Hi All
I’m using Vosk locally for a while via HA App and phone Assistant with no big issues.
It correctly gets speech transcribed most of the time.
Unfortunately, PE seems not to like it, as 90% of the time “it’s sorry” that it can’t understand
I’ve checked the audio in the pipeline and it’s very noisy compared to the phone one (tested from the same distance) and I would have expected to have at least the same quality (maybe the audio saved is not yet “processed” by PE?)

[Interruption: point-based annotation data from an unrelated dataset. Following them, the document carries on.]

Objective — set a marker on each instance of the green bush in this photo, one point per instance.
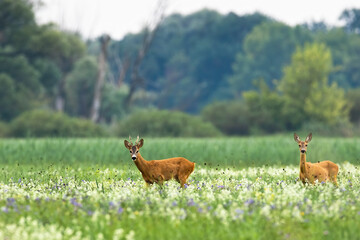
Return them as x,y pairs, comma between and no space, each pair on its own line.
41,123
160,123
230,118
344,129
4,129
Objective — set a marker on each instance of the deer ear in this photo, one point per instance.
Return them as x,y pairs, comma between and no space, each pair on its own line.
296,138
140,143
127,144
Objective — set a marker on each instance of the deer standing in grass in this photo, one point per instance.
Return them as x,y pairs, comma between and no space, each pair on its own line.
158,171
310,172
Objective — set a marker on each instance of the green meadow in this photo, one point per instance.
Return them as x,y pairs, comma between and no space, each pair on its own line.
242,188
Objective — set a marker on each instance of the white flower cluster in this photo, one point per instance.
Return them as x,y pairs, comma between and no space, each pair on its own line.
224,195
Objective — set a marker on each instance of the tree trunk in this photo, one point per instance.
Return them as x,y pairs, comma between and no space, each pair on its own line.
95,110
60,96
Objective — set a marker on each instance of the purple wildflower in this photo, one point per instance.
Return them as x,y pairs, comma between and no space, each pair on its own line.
120,210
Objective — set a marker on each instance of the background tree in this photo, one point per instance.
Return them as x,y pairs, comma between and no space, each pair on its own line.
267,49
308,95
352,19
80,87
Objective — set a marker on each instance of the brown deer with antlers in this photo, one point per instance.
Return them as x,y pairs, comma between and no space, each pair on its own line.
158,171
310,172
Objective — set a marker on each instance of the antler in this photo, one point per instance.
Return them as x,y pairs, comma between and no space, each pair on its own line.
130,140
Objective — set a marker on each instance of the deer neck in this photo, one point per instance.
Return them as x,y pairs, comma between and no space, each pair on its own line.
141,163
302,162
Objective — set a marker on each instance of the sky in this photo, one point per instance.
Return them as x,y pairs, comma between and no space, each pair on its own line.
118,17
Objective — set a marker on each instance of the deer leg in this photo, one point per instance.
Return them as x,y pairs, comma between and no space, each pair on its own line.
183,180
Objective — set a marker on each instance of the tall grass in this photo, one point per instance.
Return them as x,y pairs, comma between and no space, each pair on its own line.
234,152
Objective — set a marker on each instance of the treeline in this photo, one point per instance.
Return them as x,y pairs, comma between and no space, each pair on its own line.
238,75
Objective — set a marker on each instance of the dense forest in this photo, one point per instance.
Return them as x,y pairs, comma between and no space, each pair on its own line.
203,74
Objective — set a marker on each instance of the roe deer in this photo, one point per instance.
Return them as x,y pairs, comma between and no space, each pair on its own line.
321,171
158,171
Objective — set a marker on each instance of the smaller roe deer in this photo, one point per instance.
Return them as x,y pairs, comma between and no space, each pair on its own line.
158,171
321,171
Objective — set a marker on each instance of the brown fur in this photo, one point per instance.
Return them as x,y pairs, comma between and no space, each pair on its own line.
158,171
310,172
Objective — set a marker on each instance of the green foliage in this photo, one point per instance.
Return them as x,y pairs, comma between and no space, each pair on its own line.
80,87
41,123
201,48
112,107
16,18
353,97
345,51
266,50
156,123
4,129
20,86
64,48
265,109
231,118
306,90
238,152
352,19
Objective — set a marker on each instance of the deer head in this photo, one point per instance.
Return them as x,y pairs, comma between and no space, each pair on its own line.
302,144
134,149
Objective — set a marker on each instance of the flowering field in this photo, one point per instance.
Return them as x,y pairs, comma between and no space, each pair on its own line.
242,188
252,203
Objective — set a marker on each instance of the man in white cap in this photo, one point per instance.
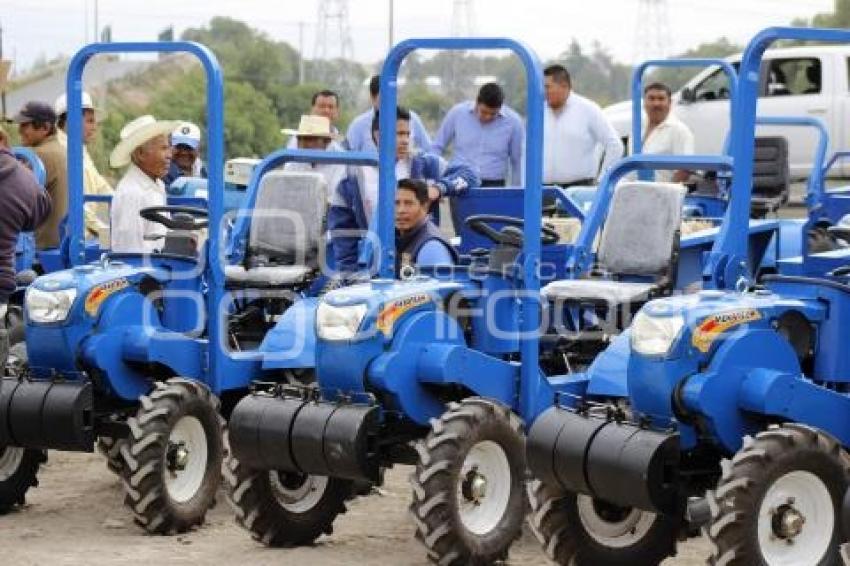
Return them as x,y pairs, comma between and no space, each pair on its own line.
144,146
93,181
315,132
185,149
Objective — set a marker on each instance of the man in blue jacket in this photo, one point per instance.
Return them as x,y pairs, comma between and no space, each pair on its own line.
354,201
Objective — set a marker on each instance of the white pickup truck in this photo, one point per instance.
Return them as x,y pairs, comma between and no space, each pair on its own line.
795,81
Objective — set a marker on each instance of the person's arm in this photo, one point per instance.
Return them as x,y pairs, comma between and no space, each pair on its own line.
342,225
432,253
605,135
445,134
516,153
456,179
420,133
683,144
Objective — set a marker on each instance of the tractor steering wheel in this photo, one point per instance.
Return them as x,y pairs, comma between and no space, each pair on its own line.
482,224
177,217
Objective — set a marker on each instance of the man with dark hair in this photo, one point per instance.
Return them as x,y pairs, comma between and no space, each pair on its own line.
355,200
359,135
37,128
419,241
23,207
574,128
485,134
663,133
93,182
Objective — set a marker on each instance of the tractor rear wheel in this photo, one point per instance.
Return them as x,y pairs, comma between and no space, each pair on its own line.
469,485
779,500
581,530
18,466
172,457
283,509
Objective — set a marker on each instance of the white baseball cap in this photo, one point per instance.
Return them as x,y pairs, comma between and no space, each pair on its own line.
186,133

Surprisingly, PE worked okay via HA cloud, but I want to keep it local, and the response time using Vosk is okay for me.
I’ve searched and found something about the noisy audio but not much other information
It’s already processed by the DSP chip. So you get the same sound as the STT module.
The small Vosk model does not work well with distorted sound - that’s the payback for speed.
Local, high quality and fast, low cost. You can only choose two items out of three. // while the Whisper MLX may be a good solution, the mac mini has good power consumption numbers. //
You can also use Vosk in a similar way as StP if you enter all the required phrase variants into the dictionary, but this option precludes interaction with the LLM.
Yeah, unfortunately I’m running HAOS voice stuff on a server that was not designed to do it so Vosk was a good compromise (it works fine with the App).
I knew the requirement to run STT locally using PE, but what I didn’t expect is the “poor” quality of the audio coming from it.